The first phase of the Peak to Prosperity Passage runs 6.5 miles from the Broad River at Alston to the town of Pomaria. Part of the old Norfolk Southern Railroad line, the trail features a bed of railroad ballast along much of the route, making for a bit of a bumpy ride.
We met at the Alston trailhead, a well-kept park in Fairfield County that includes picnic tables, canoe access and a primitive campsite. We had hardly left the parking lot when we came to an 1,100-foot long railroad trestle decked by the Palmetto Conservation Foundation to allow passage over the Broad River. The view is gorgeous in this undeveloped stretch of riverfront, so be sure to stop and enjoy the scenery.
Less than a quarter mile down the trail is the bridge over River Street. The last of 14 trestles on this section of the passage to be decked, we were pleasantly surprised to find it had just been completed. Up until recently, bikers and hikers had to take a detour that put them on the road for a short distance before reconnecting to the trail.
It was a pleasant and easy ride along the flat trail as we rode through the thick piedmont forest, crossing over Crims Creek several times before reaching Pomaria and the popular Wilson’s Grocery. I’m told the service station/food mart features the best hamburgers on the Palmetto Trail. It was too early for lunch, but cold drinks and a banana hit the spot.
There are two primitive camp sites on the passage, one at the Alston trailhead and a second at mile 5.3.

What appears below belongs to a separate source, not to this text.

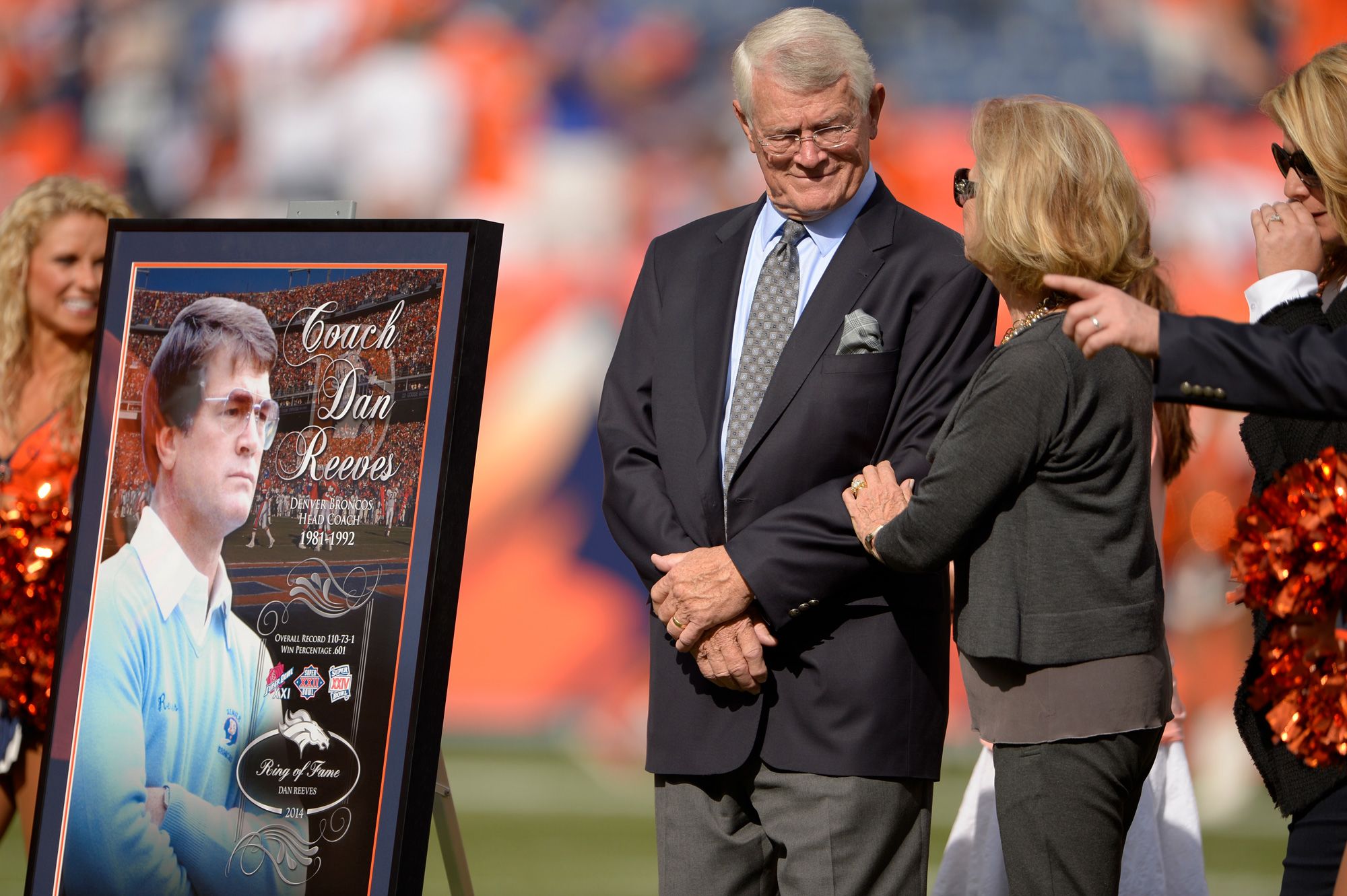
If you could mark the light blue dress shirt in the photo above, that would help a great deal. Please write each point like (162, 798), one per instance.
(164, 680)
(816, 250)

To date 290 miles of the Palmetto Trail have been open to the public. Built as a series of passages showcasing the unique history, culture and geography of the Palmetto State, the trail will eventually run from Oconee State Parkin the Upstate to Charleston on the coast, forming a spine for a network of trails and bikeways in South Carolina. Camp sites will be available along the entire route to allow for multi-day trips.